NFS v4.1 shares are now generally available
In November we announced the general availability of Azure Files support for NFS v4.1. Now you can deploy these fully POSIX compliant, distributed NFS file shares in your production environments for a wide variety of Linux and container-based workloads.
We saw strong interest in the preview with participation from companies of all sizes, ranging from emerging startups to Fortune 100s, running a plethora of workloads. Some examples of workloads include SAP application layer, enterprise messaging, user home directories, custom line-of-business applications, database backups, database replication, AI and machine learning user directories, DevOps pipelines, and many more industry-specific workloads such as the solution from EDF Energy below.
EDF Energy uses Azure file shares as part of its asset management solution:
“At EDF Energy, Nuclear Safety is our overriding priority. As part of our Asset Management solution used to control work, maintenance, and defect resolution to support site license conditions, we needed a performant shared file system between multiple Linux Application Servers—such as an NFS share. We used NFS v4.1 on Azure Files in the preview and have now taken full dependency on it. The NFS system is working very well for us, persisting our files and keeping our IaaS requirements to a minimum.”
—Cathy Handley, AMS Upgrade Programme Manager, EDF Energy—Helping Britain Achieve Net Zero
Customers running critical systems such as SAP have told us that synchronous zonal redundancy is a game-changer for them to achieve high availability for their application layer. With Azure premium file shares you can choose between Locally redundant storage (LRS) or Zonal Redundant Storage (ZRS) redundancy. With ZRS, data is synchronously replicated to three different availability zones within an Azure region. This means your applications’ access to the data will not be disrupted, even in the unlikely event of an entire zone failure. SAP storage administrators gave us great feedback including: “easy to use”, “good performance”, and “better cost optimization.”
Unlike the lower versions of NFS, locking is inbuilt into NFS v4.1. Hence, software like IBM MQ relies on locking support from NFS v4.1 to keep data consistent within a distributed system. While in preview, we enhanced our locking support and implemented locking upgrades and downgrades.
The Azure Files CSI driver (now generally available) makes it easy to access your Azure File shares from Azure Kubernetes Service (AKS). The fast attach-detach times of Azure Files have been appealing to applications that require rapid scale up and scale down.
NFS v4.1 is available in all regions where the premium tier of Azure Files exists. For the full list, see the Azure service availability page. You can now get started using NFS by following these simple step-by-step instructions. See the documentation for more information.
Today, we are announcing more IOPS and throughput for all premium file shares (SMB and NFS).
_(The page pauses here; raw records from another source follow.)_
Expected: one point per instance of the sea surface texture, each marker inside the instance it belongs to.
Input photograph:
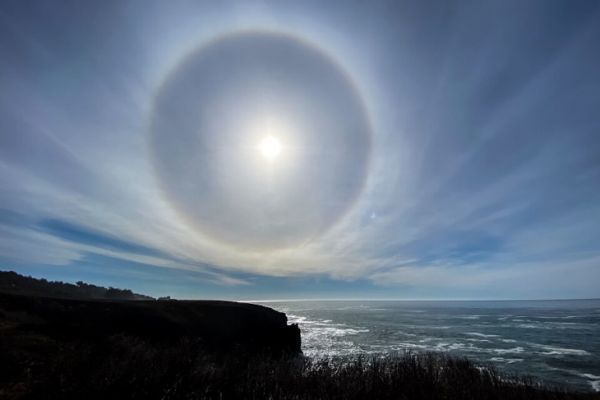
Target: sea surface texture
(557, 342)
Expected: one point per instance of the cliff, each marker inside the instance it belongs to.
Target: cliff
(221, 326)
(11, 282)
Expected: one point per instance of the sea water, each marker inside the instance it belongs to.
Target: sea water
(556, 342)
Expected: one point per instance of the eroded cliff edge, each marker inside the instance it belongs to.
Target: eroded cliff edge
(222, 327)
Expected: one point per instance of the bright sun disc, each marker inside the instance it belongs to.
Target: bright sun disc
(270, 148)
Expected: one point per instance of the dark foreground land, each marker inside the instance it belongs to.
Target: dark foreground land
(54, 348)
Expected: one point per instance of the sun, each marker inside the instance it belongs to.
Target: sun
(270, 148)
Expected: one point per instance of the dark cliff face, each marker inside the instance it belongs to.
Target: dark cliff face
(222, 327)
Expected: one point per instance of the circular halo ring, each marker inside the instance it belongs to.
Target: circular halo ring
(216, 41)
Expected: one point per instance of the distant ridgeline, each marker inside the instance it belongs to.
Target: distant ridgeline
(11, 282)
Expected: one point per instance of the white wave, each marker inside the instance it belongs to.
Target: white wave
(506, 360)
(480, 334)
(530, 326)
(551, 350)
(471, 317)
(594, 381)
(513, 350)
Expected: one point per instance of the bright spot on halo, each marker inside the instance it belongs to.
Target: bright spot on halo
(270, 148)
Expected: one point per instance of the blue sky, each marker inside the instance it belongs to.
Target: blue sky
(483, 178)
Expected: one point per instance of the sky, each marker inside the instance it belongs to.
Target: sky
(428, 150)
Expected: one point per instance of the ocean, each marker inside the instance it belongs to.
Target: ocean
(556, 342)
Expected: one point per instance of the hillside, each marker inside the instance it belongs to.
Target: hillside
(11, 282)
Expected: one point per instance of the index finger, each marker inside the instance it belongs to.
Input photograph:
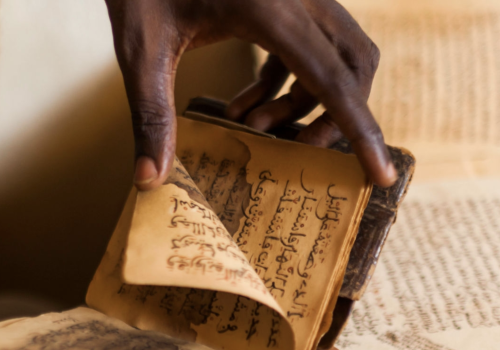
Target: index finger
(305, 50)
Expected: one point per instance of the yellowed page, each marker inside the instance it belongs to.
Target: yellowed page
(437, 284)
(183, 275)
(298, 209)
(288, 218)
(83, 328)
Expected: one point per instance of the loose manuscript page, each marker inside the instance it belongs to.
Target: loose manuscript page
(437, 284)
(297, 209)
(83, 328)
(247, 237)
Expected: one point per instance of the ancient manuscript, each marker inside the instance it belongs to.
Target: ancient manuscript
(245, 245)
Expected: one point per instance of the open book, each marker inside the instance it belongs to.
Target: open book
(245, 245)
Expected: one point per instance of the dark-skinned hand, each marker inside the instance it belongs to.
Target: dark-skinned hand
(317, 40)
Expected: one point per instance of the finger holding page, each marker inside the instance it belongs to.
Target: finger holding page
(148, 51)
(307, 53)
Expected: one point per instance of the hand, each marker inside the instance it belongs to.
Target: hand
(317, 40)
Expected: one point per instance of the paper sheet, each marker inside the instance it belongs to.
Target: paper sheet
(296, 216)
(268, 273)
(83, 328)
(437, 284)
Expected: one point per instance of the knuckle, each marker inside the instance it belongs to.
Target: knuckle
(374, 54)
(371, 134)
(147, 114)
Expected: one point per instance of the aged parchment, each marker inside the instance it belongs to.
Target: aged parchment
(83, 328)
(437, 285)
(252, 236)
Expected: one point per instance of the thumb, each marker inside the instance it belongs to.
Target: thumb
(151, 99)
(148, 57)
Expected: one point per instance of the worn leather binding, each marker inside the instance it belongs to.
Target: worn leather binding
(379, 216)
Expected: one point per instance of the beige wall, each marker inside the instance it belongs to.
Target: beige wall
(66, 152)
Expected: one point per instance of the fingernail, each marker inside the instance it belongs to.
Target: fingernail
(145, 171)
(392, 174)
(233, 112)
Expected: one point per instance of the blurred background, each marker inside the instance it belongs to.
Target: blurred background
(66, 148)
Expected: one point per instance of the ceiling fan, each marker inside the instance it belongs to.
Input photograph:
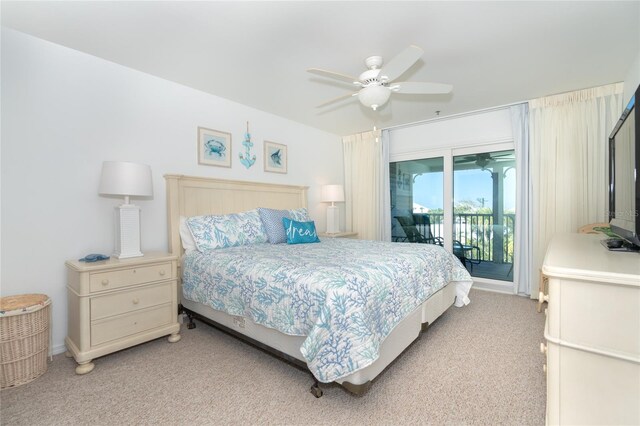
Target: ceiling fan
(376, 84)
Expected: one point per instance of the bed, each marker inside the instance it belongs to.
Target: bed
(328, 331)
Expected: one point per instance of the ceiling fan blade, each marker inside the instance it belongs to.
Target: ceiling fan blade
(334, 75)
(339, 98)
(401, 63)
(421, 88)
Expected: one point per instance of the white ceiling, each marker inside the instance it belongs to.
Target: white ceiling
(256, 53)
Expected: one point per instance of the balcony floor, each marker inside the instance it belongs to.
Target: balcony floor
(492, 270)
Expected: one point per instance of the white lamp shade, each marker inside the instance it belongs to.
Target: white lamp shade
(332, 193)
(128, 179)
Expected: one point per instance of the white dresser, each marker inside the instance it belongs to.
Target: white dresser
(118, 303)
(592, 333)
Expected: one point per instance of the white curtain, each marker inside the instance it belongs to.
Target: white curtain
(569, 134)
(363, 183)
(523, 230)
(385, 205)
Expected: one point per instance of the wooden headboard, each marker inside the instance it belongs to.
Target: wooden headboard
(194, 196)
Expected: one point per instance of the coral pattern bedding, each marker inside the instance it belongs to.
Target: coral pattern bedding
(345, 295)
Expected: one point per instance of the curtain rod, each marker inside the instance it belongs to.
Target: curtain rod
(448, 117)
(478, 111)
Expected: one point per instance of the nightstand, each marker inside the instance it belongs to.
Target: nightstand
(339, 235)
(118, 303)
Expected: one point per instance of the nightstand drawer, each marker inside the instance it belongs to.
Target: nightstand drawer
(106, 330)
(130, 276)
(130, 300)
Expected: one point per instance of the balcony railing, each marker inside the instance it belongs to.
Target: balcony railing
(495, 241)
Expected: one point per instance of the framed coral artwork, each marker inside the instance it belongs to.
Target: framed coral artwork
(214, 147)
(275, 157)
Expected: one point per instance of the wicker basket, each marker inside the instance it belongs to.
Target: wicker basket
(24, 338)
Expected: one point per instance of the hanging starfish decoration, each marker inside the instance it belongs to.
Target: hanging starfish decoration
(246, 158)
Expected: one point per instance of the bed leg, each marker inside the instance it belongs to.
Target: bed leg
(191, 324)
(315, 389)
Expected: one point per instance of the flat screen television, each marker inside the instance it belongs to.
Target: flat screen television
(624, 165)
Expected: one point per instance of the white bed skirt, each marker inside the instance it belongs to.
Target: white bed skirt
(399, 339)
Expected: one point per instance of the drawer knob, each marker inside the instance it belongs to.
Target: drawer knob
(543, 348)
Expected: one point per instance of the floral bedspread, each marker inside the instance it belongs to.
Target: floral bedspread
(345, 295)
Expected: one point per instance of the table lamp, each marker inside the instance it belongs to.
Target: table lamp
(128, 180)
(332, 194)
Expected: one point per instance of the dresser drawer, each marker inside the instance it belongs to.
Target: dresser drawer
(130, 300)
(112, 328)
(129, 276)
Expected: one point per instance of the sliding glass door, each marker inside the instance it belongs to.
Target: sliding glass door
(462, 199)
(484, 213)
(417, 200)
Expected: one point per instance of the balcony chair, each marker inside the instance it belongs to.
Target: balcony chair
(463, 252)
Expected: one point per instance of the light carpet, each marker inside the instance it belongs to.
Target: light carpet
(475, 365)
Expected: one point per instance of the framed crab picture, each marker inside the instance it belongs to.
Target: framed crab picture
(214, 147)
(275, 157)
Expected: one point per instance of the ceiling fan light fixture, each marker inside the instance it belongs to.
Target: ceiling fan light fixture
(374, 96)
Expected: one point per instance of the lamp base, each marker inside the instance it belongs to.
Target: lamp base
(127, 231)
(333, 220)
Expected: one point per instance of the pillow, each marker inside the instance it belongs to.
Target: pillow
(188, 243)
(300, 232)
(237, 229)
(272, 221)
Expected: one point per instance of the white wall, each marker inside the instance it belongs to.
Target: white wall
(632, 80)
(65, 112)
(449, 132)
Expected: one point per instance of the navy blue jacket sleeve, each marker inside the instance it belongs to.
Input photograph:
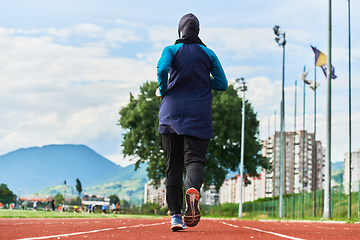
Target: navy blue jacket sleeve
(219, 81)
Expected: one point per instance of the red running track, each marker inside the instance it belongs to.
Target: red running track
(121, 228)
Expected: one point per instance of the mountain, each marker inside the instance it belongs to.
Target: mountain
(30, 170)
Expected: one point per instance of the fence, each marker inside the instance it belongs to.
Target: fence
(298, 206)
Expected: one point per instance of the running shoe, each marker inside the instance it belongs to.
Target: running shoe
(177, 223)
(192, 212)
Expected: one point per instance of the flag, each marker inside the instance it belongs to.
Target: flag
(312, 84)
(321, 61)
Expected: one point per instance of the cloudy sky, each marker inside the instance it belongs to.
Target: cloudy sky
(67, 67)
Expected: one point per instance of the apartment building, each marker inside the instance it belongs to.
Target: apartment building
(355, 171)
(300, 169)
(153, 195)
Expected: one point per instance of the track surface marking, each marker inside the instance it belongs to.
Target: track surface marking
(121, 228)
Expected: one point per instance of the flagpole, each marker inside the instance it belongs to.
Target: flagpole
(294, 149)
(327, 195)
(274, 164)
(267, 171)
(303, 151)
(315, 154)
(349, 197)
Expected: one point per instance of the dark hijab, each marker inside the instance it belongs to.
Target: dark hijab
(188, 30)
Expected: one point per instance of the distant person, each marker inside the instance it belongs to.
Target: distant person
(52, 203)
(93, 208)
(104, 209)
(76, 209)
(63, 209)
(113, 207)
(185, 116)
(89, 208)
(35, 206)
(117, 208)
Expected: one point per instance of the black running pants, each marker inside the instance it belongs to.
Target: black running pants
(183, 151)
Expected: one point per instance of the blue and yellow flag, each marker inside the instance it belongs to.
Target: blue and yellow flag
(321, 61)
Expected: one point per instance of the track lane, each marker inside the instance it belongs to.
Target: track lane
(121, 228)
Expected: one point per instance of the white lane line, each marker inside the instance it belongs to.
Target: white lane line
(93, 231)
(276, 234)
(259, 230)
(229, 224)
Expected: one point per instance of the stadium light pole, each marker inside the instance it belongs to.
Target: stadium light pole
(65, 191)
(349, 31)
(243, 88)
(280, 39)
(327, 192)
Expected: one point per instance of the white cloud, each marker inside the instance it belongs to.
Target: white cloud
(121, 35)
(88, 29)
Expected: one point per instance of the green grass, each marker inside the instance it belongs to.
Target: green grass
(6, 213)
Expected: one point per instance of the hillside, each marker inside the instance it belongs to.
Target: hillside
(35, 169)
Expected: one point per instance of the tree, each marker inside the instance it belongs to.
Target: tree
(59, 199)
(114, 199)
(6, 195)
(78, 186)
(142, 140)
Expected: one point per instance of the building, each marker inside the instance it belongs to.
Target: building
(355, 171)
(230, 190)
(300, 169)
(152, 195)
(209, 197)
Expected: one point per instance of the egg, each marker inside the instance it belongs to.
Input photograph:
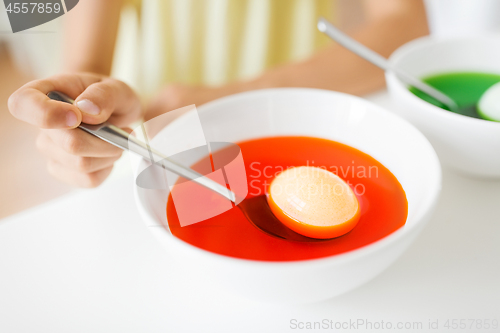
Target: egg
(313, 202)
(489, 103)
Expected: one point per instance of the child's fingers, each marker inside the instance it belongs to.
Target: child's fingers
(79, 143)
(97, 98)
(81, 164)
(31, 104)
(108, 98)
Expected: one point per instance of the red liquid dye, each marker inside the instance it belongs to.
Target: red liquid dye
(384, 207)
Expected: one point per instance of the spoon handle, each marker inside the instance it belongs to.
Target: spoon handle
(349, 43)
(121, 139)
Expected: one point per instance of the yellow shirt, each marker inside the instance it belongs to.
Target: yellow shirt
(214, 41)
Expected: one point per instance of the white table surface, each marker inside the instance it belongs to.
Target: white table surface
(86, 263)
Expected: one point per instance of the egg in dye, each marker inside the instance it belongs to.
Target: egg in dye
(313, 202)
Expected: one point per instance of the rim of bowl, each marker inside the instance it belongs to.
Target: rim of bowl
(429, 201)
(422, 43)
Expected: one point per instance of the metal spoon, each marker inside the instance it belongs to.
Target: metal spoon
(331, 31)
(255, 209)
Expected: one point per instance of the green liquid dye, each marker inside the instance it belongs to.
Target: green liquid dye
(464, 88)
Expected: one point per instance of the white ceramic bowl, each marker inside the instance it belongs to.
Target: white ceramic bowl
(324, 114)
(466, 144)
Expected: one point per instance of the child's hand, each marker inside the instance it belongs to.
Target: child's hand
(74, 156)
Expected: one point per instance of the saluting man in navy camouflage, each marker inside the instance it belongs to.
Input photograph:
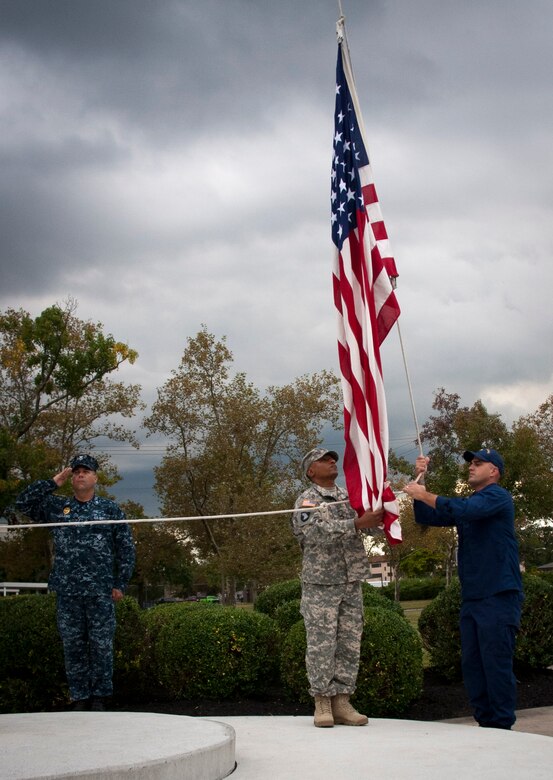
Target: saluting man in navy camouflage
(92, 567)
(334, 565)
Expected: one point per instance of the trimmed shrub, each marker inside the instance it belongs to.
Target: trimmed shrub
(287, 614)
(275, 595)
(416, 588)
(215, 653)
(390, 673)
(130, 650)
(292, 664)
(33, 673)
(439, 628)
(534, 646)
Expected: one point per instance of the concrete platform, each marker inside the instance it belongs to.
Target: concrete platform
(113, 745)
(158, 747)
(284, 748)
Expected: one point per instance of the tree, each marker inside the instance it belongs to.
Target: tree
(526, 449)
(55, 394)
(235, 450)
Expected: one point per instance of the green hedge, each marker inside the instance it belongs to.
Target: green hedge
(415, 588)
(218, 653)
(373, 597)
(32, 673)
(274, 595)
(390, 673)
(439, 628)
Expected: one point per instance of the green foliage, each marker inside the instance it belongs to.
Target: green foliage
(56, 395)
(534, 646)
(375, 597)
(390, 673)
(292, 664)
(439, 628)
(130, 650)
(287, 614)
(32, 671)
(233, 449)
(211, 651)
(275, 595)
(417, 588)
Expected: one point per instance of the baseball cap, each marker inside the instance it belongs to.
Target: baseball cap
(313, 455)
(85, 462)
(487, 455)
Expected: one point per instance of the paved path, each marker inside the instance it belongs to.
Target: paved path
(149, 746)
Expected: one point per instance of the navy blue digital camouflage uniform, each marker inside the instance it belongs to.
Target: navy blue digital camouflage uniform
(89, 562)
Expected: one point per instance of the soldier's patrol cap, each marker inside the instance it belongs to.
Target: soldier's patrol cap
(489, 456)
(313, 455)
(84, 462)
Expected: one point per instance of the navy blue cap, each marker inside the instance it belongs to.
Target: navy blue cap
(84, 462)
(487, 455)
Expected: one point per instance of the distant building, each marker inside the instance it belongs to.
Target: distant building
(381, 569)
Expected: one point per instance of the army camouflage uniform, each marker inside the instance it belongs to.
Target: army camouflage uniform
(334, 564)
(89, 562)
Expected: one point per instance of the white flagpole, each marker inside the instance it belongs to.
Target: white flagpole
(342, 39)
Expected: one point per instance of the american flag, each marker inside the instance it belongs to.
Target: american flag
(366, 304)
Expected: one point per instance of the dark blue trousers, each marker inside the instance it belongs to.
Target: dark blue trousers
(87, 626)
(488, 632)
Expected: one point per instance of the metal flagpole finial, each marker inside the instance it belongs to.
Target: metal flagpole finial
(340, 26)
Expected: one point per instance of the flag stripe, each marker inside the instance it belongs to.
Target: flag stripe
(366, 309)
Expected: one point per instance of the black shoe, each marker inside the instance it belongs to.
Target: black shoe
(80, 706)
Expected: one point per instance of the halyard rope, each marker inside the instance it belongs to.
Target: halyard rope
(226, 515)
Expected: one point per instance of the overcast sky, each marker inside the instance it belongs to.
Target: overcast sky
(166, 163)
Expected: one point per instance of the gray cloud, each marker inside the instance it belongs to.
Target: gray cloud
(167, 164)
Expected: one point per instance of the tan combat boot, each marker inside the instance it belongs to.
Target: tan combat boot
(323, 712)
(343, 712)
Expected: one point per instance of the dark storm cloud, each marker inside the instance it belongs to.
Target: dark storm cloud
(169, 162)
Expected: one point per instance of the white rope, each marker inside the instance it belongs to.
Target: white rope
(227, 515)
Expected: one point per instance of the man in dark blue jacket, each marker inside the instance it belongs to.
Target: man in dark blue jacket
(491, 584)
(92, 567)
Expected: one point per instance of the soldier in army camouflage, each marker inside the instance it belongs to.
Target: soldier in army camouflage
(92, 567)
(334, 564)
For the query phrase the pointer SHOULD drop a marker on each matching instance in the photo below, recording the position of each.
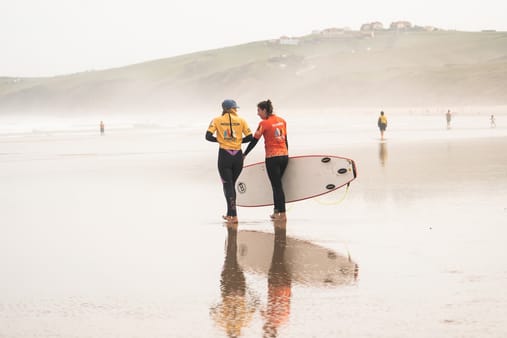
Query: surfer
(229, 129)
(382, 124)
(274, 130)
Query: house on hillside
(372, 26)
(332, 32)
(400, 25)
(285, 40)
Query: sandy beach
(120, 235)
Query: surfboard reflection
(307, 263)
(284, 261)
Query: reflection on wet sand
(382, 153)
(307, 263)
(238, 306)
(284, 261)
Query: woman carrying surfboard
(229, 128)
(274, 130)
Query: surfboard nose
(354, 169)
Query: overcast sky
(52, 37)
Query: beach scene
(111, 203)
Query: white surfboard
(305, 262)
(305, 177)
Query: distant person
(229, 129)
(448, 117)
(492, 121)
(382, 153)
(274, 130)
(382, 124)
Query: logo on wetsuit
(241, 187)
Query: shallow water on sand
(120, 236)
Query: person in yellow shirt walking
(382, 124)
(229, 128)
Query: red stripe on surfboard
(354, 169)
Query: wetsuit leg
(229, 168)
(275, 167)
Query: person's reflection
(382, 153)
(235, 311)
(279, 284)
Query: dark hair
(267, 106)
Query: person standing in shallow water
(448, 117)
(274, 130)
(382, 124)
(229, 129)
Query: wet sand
(121, 236)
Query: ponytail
(267, 106)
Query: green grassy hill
(394, 68)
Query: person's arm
(210, 137)
(247, 139)
(251, 145)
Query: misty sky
(51, 37)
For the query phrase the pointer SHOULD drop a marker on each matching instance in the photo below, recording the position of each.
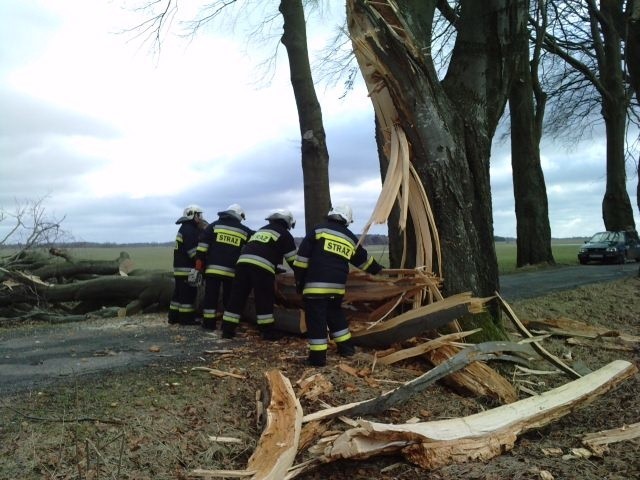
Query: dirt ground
(157, 422)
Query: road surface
(32, 357)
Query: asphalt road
(33, 357)
(532, 284)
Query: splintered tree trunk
(315, 156)
(449, 125)
(529, 189)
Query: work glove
(194, 279)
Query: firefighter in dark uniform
(256, 270)
(182, 309)
(218, 251)
(321, 269)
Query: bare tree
(527, 106)
(27, 226)
(450, 123)
(588, 39)
(314, 153)
(315, 156)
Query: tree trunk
(529, 189)
(633, 64)
(616, 206)
(315, 157)
(449, 125)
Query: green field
(563, 253)
(160, 258)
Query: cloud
(119, 142)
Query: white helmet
(341, 213)
(190, 213)
(285, 215)
(235, 210)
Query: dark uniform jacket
(322, 263)
(184, 252)
(268, 246)
(220, 245)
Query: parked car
(615, 247)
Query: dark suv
(616, 247)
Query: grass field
(563, 253)
(160, 258)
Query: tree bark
(633, 64)
(315, 156)
(449, 124)
(529, 188)
(616, 206)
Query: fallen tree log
(418, 321)
(536, 345)
(477, 378)
(474, 353)
(73, 268)
(135, 293)
(423, 347)
(278, 443)
(597, 442)
(476, 437)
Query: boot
(189, 319)
(173, 317)
(209, 323)
(317, 358)
(346, 349)
(228, 330)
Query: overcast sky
(118, 141)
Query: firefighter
(321, 269)
(182, 309)
(256, 269)
(218, 251)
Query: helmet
(234, 210)
(285, 215)
(190, 213)
(341, 213)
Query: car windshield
(604, 237)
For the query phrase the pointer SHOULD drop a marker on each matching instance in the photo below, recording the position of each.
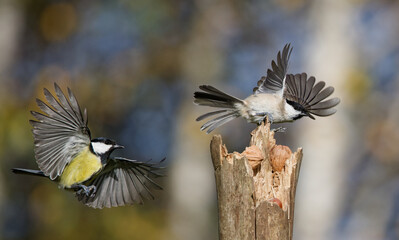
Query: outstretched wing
(308, 96)
(274, 80)
(60, 133)
(122, 182)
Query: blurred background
(135, 65)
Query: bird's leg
(265, 116)
(89, 191)
(279, 129)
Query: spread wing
(60, 133)
(122, 182)
(308, 96)
(274, 80)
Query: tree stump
(256, 188)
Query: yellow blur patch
(80, 168)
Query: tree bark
(256, 188)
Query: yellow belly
(80, 169)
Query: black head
(103, 146)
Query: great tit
(279, 96)
(65, 153)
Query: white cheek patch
(100, 148)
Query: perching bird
(65, 153)
(279, 96)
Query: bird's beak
(310, 115)
(116, 146)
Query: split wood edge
(256, 188)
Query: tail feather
(219, 121)
(28, 172)
(206, 115)
(305, 95)
(213, 97)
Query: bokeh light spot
(58, 21)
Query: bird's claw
(266, 116)
(89, 191)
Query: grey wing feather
(309, 96)
(122, 182)
(274, 80)
(60, 134)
All shares now provide a minimum of 3000 IOPS, up from the previous 400 IOPS baseline. We are also increasing the minimum burst IOPS such that even the smallest shares can burst up to 10,000 IOPS. Just as before, you will continue to linearly scale IOPS up to 100,000 as the share size increases.
You can now use 100 percent of the provisioned throughput towards either reads or writes. This means you can get up to 10GB/s of read or write traffic. Previously, premium shares used allocated throughput with a 40:60 write:read ratio resulting in max write of 4GB/s and max read of 6GB/s.
These performance enhancements will apply to all existing and new shares across all regions including public and sovereign cloud at no extra cost.
Learn more about provisioned performance in our docs.
Lower cost with Reserved Instances
All premium file shares (SMB and NFS) now support capacity reservations which provide up to 36 percent discount, by pre-committing to storage utilization.
Reserved instances are also supported for the hot and cool Azure file shares (SMB only).
Look at the Azure Files pricing page for more information.
You can put all the updates mentioned in this blog together for NFS v4.1 shares with higher throughput and more IOPS at a lower price. Of course, the performance improvements and reserved instances apply to both NFS and SMB shares. We continue to increase investments in Azure Files and look forward to getting the next wave of updates released.